Grover Norquist and his Illogical Taxation Pledge

Grover Norquist’s no tax pledge is yet another example of extremist ideology run amok. Governing costs money, period. The idea that a politician must pledge to never raise taxes is like a gardener pledging to never use more water, no matter the circumstances. What about during a really hot year? The marginal income tax rate could be lowered but simple logic dictates that if you lower it too much and you run out of money for necessary items, you’re all going to have to break your famous pledge. Then what?

Pledging to NEVER do something in politics should be a red flag to the moderate and reasonable peoples of this country that something isn’t right. Politicians taking the pledge are either short sighted or pandering. Either way, it’s a fool’s errand and a silly pledge, but so far it’s tolerated and Norquist is considered important by conservatives.

Tea Party Patrons

The Tea Party claims to champion fiscal conservatism, but their approach to governing has been so extreme that many in the political center are turned off by the harsh rhetoric and political brinkmanship. The result is a tarnished brand leaving many in the political center turned-off and unwilling to identify with what they view as an extremist – and in many cases racist – organization.

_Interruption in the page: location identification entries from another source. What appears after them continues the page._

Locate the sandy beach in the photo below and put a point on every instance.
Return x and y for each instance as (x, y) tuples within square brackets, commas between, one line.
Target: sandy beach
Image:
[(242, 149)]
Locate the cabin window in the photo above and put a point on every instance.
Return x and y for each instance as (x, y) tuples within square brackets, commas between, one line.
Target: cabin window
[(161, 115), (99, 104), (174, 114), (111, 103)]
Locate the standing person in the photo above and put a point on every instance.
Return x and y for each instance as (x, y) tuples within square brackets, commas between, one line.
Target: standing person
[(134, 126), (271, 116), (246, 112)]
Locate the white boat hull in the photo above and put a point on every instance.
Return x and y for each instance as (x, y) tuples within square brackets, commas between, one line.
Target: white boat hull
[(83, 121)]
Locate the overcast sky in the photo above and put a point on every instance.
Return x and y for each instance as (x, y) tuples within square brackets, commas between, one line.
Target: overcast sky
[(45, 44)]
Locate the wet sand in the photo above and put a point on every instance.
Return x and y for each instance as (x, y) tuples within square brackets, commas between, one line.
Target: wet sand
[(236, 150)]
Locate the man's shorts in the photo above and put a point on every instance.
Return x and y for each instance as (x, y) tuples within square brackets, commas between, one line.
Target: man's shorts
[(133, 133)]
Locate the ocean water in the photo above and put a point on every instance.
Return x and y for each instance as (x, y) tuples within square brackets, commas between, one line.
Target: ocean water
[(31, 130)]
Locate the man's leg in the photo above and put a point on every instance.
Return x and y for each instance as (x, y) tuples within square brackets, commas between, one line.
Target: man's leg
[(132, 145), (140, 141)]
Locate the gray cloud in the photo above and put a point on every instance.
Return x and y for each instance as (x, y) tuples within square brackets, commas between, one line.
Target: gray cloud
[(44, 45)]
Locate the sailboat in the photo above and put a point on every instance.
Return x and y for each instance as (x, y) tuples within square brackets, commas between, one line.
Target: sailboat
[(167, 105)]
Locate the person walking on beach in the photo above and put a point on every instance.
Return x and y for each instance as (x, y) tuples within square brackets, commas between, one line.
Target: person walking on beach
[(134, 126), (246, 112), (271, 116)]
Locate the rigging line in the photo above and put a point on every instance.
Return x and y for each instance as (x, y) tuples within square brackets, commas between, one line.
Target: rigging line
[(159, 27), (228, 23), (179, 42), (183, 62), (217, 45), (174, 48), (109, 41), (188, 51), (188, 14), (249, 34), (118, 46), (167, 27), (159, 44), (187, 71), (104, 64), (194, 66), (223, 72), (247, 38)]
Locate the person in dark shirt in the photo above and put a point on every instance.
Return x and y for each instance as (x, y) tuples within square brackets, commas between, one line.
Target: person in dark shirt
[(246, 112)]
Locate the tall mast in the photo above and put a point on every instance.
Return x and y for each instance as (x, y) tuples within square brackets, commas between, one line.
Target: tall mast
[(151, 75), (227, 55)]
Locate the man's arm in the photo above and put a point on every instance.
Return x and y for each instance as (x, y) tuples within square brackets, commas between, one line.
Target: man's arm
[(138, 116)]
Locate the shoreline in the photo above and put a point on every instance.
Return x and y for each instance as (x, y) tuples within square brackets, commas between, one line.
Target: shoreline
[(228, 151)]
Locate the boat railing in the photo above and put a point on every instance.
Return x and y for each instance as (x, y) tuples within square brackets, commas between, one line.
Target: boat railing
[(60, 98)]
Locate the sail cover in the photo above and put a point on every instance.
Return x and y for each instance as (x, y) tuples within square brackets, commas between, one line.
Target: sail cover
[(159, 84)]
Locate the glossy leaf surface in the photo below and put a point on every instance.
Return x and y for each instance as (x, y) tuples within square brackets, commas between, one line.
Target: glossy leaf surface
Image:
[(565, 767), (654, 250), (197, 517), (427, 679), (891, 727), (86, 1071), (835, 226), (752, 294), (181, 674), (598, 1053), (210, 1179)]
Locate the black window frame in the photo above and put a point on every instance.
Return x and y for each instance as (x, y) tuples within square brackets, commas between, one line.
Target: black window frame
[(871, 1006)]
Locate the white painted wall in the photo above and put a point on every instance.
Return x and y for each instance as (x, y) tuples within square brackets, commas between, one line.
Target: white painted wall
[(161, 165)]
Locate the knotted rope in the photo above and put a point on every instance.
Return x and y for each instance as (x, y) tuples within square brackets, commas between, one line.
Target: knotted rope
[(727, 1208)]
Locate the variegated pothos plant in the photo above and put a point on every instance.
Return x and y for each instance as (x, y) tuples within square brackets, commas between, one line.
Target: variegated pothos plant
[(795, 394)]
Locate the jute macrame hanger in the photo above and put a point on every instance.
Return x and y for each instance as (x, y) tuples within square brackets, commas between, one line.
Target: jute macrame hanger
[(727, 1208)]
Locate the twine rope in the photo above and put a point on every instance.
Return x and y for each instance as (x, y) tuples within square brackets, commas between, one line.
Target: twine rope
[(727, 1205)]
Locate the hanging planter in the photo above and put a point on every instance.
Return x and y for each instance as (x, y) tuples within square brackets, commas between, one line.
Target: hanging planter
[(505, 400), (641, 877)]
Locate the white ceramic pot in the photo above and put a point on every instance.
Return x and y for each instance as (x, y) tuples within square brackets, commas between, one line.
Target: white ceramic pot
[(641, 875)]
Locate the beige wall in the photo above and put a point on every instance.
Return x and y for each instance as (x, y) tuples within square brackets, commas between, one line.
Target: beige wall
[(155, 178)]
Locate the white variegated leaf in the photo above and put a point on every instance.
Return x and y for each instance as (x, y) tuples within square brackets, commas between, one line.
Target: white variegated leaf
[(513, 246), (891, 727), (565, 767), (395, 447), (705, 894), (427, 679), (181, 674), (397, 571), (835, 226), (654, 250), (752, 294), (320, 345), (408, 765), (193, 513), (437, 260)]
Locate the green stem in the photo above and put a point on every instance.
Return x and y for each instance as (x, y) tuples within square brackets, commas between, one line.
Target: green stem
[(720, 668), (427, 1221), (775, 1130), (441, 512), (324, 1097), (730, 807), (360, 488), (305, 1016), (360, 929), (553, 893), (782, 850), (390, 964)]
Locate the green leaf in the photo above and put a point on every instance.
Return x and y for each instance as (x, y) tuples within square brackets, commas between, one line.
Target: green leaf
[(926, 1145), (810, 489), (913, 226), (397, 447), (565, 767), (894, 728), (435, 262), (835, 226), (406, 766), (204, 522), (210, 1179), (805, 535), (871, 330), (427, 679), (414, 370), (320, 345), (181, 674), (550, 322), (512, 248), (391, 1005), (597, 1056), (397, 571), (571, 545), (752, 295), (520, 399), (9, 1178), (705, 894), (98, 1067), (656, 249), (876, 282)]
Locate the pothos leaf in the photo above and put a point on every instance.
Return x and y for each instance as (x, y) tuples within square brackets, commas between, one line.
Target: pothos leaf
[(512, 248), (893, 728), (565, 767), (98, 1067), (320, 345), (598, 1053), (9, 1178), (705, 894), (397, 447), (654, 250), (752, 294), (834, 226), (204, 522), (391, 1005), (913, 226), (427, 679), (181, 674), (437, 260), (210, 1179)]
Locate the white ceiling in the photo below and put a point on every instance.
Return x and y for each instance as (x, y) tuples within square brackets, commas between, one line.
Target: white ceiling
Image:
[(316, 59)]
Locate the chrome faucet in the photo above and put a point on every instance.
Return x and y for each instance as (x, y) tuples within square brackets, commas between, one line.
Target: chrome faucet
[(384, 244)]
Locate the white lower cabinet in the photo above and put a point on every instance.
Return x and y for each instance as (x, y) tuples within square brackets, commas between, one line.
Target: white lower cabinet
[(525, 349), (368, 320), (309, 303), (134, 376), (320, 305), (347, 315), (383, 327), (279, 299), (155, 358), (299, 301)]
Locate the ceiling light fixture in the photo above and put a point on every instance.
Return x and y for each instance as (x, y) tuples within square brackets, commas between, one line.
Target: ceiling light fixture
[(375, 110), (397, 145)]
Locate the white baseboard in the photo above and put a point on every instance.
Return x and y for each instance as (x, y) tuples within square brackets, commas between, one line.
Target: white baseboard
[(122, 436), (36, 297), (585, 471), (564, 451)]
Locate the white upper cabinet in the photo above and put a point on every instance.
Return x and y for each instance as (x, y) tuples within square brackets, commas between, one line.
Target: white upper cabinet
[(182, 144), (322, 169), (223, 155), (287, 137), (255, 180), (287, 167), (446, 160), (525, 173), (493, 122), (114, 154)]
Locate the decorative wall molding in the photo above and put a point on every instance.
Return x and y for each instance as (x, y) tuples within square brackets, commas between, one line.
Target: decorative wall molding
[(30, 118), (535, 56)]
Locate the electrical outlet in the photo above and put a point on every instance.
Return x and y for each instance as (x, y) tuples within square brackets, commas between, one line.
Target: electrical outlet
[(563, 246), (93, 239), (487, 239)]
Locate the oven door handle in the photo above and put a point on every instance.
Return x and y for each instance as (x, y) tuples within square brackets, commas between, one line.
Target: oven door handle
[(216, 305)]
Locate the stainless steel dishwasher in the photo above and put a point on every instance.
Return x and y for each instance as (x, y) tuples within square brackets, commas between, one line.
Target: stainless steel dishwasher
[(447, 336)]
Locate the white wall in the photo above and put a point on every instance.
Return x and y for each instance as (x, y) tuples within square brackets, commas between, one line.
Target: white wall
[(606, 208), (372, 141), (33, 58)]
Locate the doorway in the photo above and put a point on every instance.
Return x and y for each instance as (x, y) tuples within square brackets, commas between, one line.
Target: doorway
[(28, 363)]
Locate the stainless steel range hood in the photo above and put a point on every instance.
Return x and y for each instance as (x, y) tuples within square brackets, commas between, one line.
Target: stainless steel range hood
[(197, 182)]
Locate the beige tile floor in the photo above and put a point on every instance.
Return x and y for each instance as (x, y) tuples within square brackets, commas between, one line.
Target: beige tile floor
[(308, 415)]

Tea partiers haven’t helped themselves by embracing extremist politicians like Sarah Palin, Ted Cruz and other bomb throwers and firebrands. It’s great press, but it doesn’t lead to the majority or the presidency.

Immigration

Today’s Republicans are not shying away from the topic of immigration driven mostly by the bloviating Donald Trump. But immigration built this country, and as a great and free country, our population is liable to continue to grow as more and more people come to our shores. The xenophobic strategy of demonizing immigrants at the expense of the long term party health is just another example of short sighted extremism trumping (pun intended) political realities.

Conservativism is Doomed to Fail Anyway

Social conservatives are agog over family values, tradition, and religion. But nothing in our society ever remains the same. The most they can hope to do is slow the progress. Today’s conservatives are pulled along with social change in spite of their stalwart opposition even if they don’t realize it. Back in 2000 when then presidential candidate Bush used gay marriage as a wedge issue to win the presidency, the American electorate was so uncomfortable with the concept that it proved to be a highly effective strategy. A mere 15 years later, the country’s mood has shifted to such an extent that gay marriage is now the law of the land, and even right-wing politicians consider it a settled matter for the most part. No one expects a reversal on policy after the Supreme Court ruled on the topic, and the idea of an amendment to the constitution is a pipe dream shared by only a few.

On issue after social issue, and given enough time, the winds of political reality blow ever leftward leaving those unwilling to change in continuously shrinking minorities. Taken together, the militant and shortsighted views of the American conservative movement is deeply flawed and can’t continue to govern unless it changes course in a significant way.

You can’t exclude, demonize, bully, and insult without long term consequences. This should be simple and obvious, but to the American extreme right, it makes perfect sense.